Concerning the experimental bibliography:

- The studies looking at connectivity between MSNs are only very partially cited I believe. One important study for example was Chuhma, Tanaka, Hen and Rayport (2011) reporting high connection probability between MSN using optogenetics (and contrasting with previous in vitro studies cited here). A short but more exhaustive review of the existing literature need to be done to provide estimates of connection proba and any evidence for spatial pattern of connectivity. It would help to clarify the relationship between distance and number of connected neighbours in the model and literature, to better compare the model and anatomical data.

- In the introduction, references to papers concerning the function and dysfunction of GB (go and no-go paths for ex) are extremely partial: an extensive literature exists on this topic and citing a single computational study is surprising.

- Discussion about healthy and DA-depleted has almost no experimental ref.

Concerning the theoretical literature on the topic, the authors cite Roxin et al, 20005 and some other recent papers. But the conditions underlying the appearance of an activity bump in a neuronal population including inhibition traces back at least to BenYishai, Hansel and Sompolinski, 1997. Actually, a book chapter before that (not sure where though) also explored the case of purely inhibitory networks.
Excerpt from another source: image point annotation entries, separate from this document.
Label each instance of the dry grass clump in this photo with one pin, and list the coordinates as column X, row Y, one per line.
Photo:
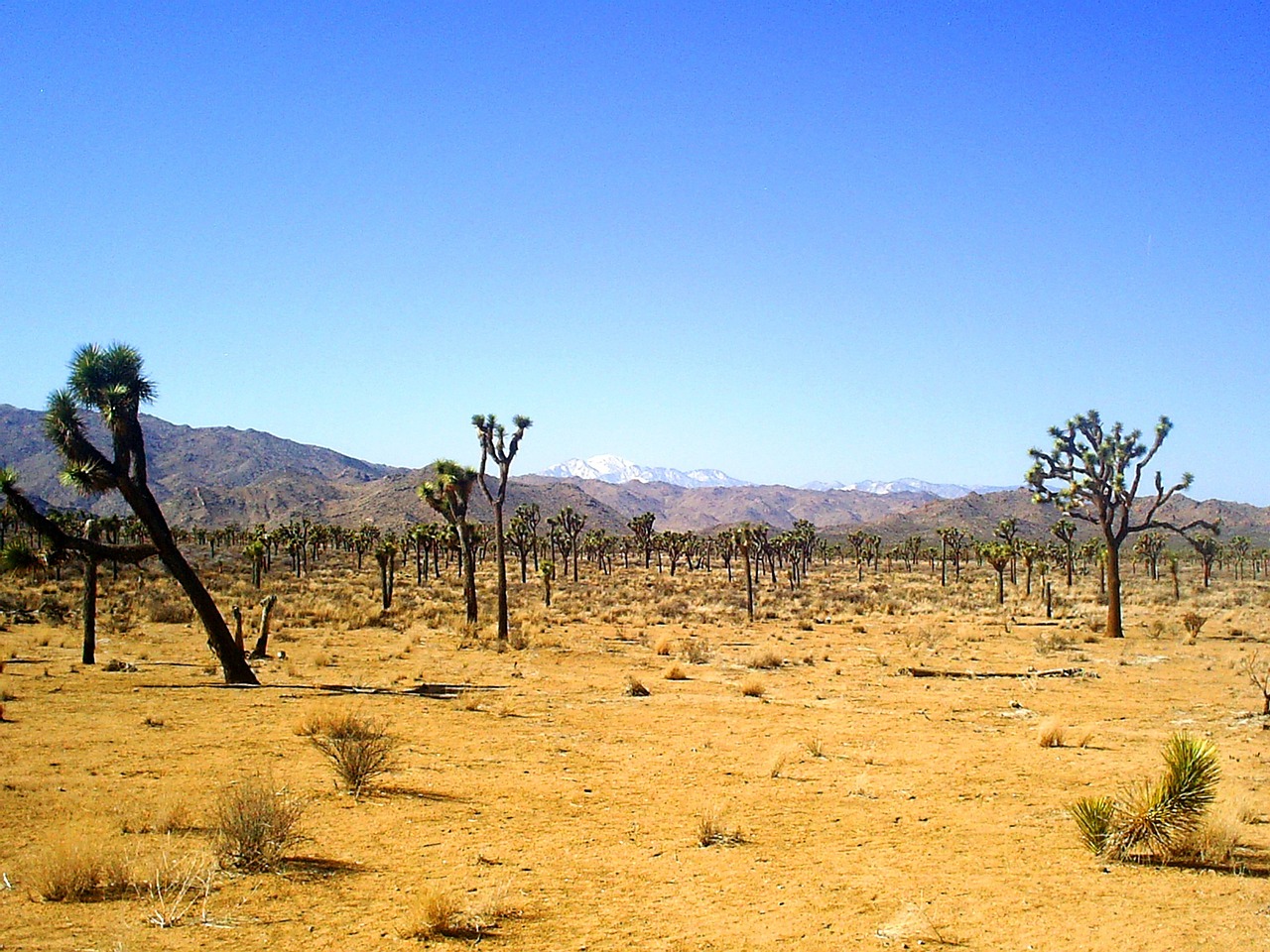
column 176, row 885
column 1053, row 733
column 1215, row 842
column 1193, row 622
column 163, row 815
column 359, row 748
column 697, row 651
column 169, row 610
column 254, row 824
column 712, row 829
column 444, row 914
column 766, row 661
column 79, row 870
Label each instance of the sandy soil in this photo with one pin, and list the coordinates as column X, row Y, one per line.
column 876, row 809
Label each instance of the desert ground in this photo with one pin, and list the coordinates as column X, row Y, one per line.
column 550, row 806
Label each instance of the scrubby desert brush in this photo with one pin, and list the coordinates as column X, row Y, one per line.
column 766, row 661
column 1153, row 817
column 359, row 748
column 1053, row 734
column 254, row 824
column 444, row 912
column 697, row 651
column 81, row 870
column 712, row 829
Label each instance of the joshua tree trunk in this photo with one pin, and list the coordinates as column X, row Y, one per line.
column 89, row 611
column 1111, row 561
column 262, row 643
column 232, row 660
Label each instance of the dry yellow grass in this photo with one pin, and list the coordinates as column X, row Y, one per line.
column 584, row 805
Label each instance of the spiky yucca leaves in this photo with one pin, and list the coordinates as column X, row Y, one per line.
column 1156, row 815
column 1093, row 816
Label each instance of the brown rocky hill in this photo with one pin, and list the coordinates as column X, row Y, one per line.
column 979, row 516
column 707, row 509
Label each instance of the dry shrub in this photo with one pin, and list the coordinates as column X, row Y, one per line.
column 359, row 748
column 1053, row 734
column 766, row 661
column 79, row 870
column 712, row 829
column 698, row 651
column 168, row 610
column 254, row 824
column 444, row 914
column 1049, row 643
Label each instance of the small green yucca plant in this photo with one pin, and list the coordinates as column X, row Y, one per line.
column 1157, row 815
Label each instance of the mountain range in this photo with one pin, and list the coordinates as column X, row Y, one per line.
column 615, row 468
column 217, row 475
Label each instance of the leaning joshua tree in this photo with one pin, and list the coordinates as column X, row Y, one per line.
column 448, row 494
column 1096, row 475
column 111, row 384
column 493, row 444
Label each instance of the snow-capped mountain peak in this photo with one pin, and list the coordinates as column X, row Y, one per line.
column 884, row 488
column 616, row 468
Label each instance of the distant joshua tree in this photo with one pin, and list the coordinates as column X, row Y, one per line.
column 1065, row 531
column 642, row 529
column 493, row 445
column 1097, row 475
column 524, row 536
column 448, row 495
column 111, row 384
column 568, row 525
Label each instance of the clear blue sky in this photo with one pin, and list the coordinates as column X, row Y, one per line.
column 794, row 241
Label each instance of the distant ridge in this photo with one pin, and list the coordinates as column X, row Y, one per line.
column 616, row 468
column 944, row 490
column 212, row 476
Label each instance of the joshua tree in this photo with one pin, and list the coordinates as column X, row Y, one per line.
column 448, row 494
column 386, row 557
column 1207, row 549
column 1007, row 531
column 1150, row 544
column 951, row 538
column 1097, row 475
column 492, row 435
column 744, row 538
column 568, row 527
column 642, row 529
column 111, row 384
column 998, row 555
column 262, row 643
column 524, row 536
column 548, row 571
column 1239, row 547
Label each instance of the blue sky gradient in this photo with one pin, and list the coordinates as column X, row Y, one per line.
column 793, row 241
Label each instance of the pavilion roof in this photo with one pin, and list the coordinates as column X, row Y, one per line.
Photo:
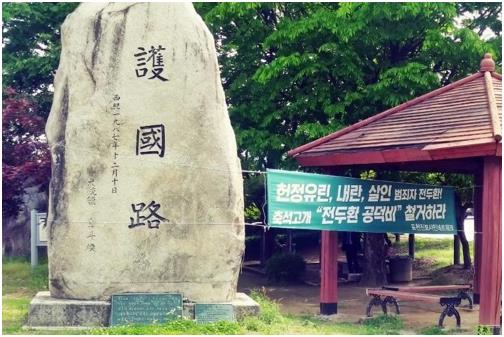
column 462, row 119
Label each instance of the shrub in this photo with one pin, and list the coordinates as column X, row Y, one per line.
column 285, row 267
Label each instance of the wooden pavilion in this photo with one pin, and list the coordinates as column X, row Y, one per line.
column 454, row 129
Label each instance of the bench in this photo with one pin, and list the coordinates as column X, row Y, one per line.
column 462, row 289
column 382, row 297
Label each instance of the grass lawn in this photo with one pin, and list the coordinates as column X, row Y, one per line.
column 21, row 283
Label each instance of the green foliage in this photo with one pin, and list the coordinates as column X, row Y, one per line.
column 387, row 324
column 293, row 72
column 31, row 47
column 252, row 212
column 179, row 327
column 18, row 275
column 285, row 267
column 484, row 330
column 437, row 252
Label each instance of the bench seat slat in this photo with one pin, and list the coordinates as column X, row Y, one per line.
column 420, row 289
column 404, row 295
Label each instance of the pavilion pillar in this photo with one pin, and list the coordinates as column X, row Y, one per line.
column 329, row 273
column 478, row 214
column 491, row 250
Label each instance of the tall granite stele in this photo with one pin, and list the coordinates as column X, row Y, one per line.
column 146, row 191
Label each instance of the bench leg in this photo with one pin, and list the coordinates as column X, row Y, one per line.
column 376, row 300
column 464, row 295
column 449, row 311
column 392, row 300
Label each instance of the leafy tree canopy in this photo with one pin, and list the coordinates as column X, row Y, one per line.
column 294, row 72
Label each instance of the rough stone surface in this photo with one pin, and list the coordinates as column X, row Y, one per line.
column 48, row 312
column 242, row 304
column 195, row 185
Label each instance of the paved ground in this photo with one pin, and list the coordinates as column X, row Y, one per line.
column 304, row 299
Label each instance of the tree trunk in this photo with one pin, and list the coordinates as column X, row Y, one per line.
column 411, row 246
column 456, row 250
column 374, row 272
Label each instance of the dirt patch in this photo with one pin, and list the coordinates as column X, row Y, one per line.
column 302, row 299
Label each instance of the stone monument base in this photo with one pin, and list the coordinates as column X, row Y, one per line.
column 48, row 313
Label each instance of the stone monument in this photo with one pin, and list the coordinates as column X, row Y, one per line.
column 146, row 192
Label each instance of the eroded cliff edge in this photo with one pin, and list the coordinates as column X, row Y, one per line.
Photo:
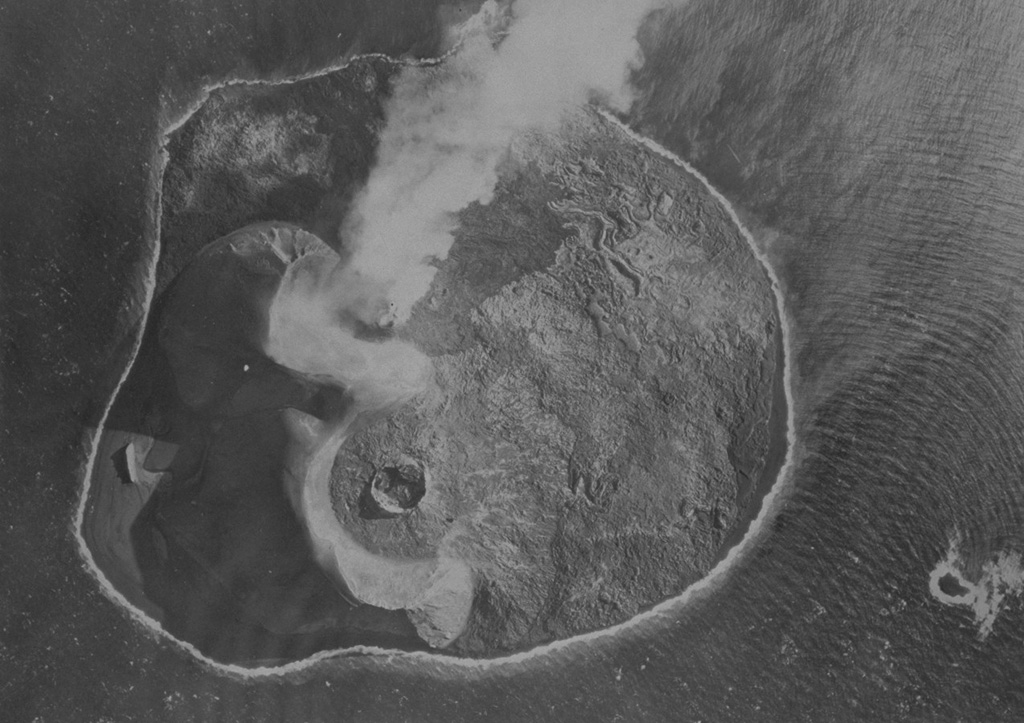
column 606, row 349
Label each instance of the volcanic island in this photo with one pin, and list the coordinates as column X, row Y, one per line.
column 602, row 413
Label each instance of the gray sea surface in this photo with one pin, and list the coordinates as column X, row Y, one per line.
column 876, row 150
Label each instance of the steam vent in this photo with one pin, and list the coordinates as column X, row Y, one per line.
column 603, row 411
column 395, row 490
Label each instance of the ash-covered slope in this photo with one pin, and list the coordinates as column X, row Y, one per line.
column 606, row 355
column 600, row 333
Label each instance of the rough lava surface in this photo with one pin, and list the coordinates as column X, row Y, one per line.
column 605, row 350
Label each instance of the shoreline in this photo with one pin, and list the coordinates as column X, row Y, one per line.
column 778, row 448
column 725, row 560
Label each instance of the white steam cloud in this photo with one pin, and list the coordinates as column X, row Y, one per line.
column 518, row 68
column 448, row 129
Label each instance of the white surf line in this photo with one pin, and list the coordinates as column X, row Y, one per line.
column 148, row 270
column 365, row 654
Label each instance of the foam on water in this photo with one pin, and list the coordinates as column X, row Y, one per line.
column 662, row 613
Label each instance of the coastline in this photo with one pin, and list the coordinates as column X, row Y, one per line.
column 766, row 491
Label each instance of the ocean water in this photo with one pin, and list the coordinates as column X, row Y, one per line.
column 876, row 150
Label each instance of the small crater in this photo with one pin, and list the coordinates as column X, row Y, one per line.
column 393, row 491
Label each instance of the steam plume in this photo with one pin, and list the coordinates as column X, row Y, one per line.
column 519, row 67
column 448, row 129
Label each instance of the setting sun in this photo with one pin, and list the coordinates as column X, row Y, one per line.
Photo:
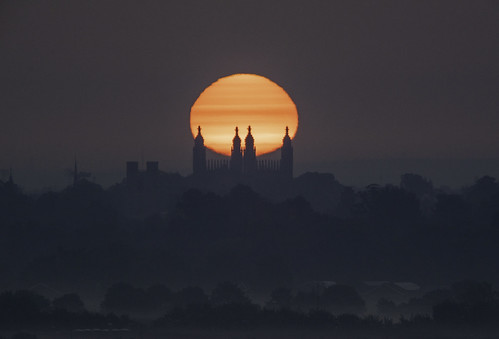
column 244, row 100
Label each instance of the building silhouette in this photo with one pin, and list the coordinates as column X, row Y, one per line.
column 243, row 162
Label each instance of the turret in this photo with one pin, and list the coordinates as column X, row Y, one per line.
column 236, row 155
column 199, row 154
column 249, row 154
column 287, row 156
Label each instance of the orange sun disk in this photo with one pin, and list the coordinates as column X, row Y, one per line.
column 244, row 100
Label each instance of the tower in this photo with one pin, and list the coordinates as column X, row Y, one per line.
column 249, row 160
column 287, row 156
column 199, row 154
column 236, row 155
column 75, row 174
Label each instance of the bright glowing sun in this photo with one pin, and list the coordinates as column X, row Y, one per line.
column 244, row 100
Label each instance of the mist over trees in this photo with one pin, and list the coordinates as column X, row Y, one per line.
column 411, row 232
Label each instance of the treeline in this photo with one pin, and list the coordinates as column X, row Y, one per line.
column 412, row 232
column 24, row 309
column 465, row 304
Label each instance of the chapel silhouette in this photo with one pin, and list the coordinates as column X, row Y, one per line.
column 243, row 162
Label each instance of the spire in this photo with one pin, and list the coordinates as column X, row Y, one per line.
column 249, row 139
column 199, row 140
column 75, row 174
column 286, row 165
column 199, row 154
column 236, row 156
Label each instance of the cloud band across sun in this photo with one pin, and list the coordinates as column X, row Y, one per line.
column 243, row 100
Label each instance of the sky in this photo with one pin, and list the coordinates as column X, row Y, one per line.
column 381, row 87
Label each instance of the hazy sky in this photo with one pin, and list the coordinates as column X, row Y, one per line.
column 112, row 81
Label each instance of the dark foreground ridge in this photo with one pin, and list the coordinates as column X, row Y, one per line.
column 466, row 308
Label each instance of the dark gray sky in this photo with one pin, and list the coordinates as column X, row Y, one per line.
column 380, row 86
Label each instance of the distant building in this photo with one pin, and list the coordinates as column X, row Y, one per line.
column 243, row 162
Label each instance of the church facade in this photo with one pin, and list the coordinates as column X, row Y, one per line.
column 243, row 162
Again here, the literature must be adequately cited. A paragraph discussing general conditions for the emergence of an activity bump with or without excitation would be welcome in the discussion...

As the difference between IA and TA appears to be only a difference in external input, it is not really surprising that IA with strong stimulation has the same behaviors as TA with lower stimulation, no?

In general, no specific prediction is made. It would be nice to propose experimentally testable predictions of the model.

Specific comments:

INTRO

BG is plural

Striatal spontaneous activity is not 1-3, most MSNs are quite at rest (0)

”Neuronal assemblies” are not defined

It's unclear why NA should emerge necessarily from WTA or WLC

”PS state” is not defined

METHODS

Is there any heterogeneities in the network?

What is the size of simulated subset: 45 neurons?

RESULTS

P14 which synaptic weights can increase f'(nu0)??

P15: why is “elastic” better than “plastic” for function? Doesn't it depend on the network function? For working memory for example, plastic is required.

End of page 17: 'therefore, the WTA state is not suitable to encode incoming stimuli': Quite vague, as 'encoding' is not really defined....

DISCUSSION:

It is proposed that the model is “consistent with the high CV of striatal neurons”. But it is not specific to MSN: pyramidal neurons in the cortex also show very high CVs

More generally, the relation between firing rate and CV in the model seems quite unspecific. Is there a specific prediction here?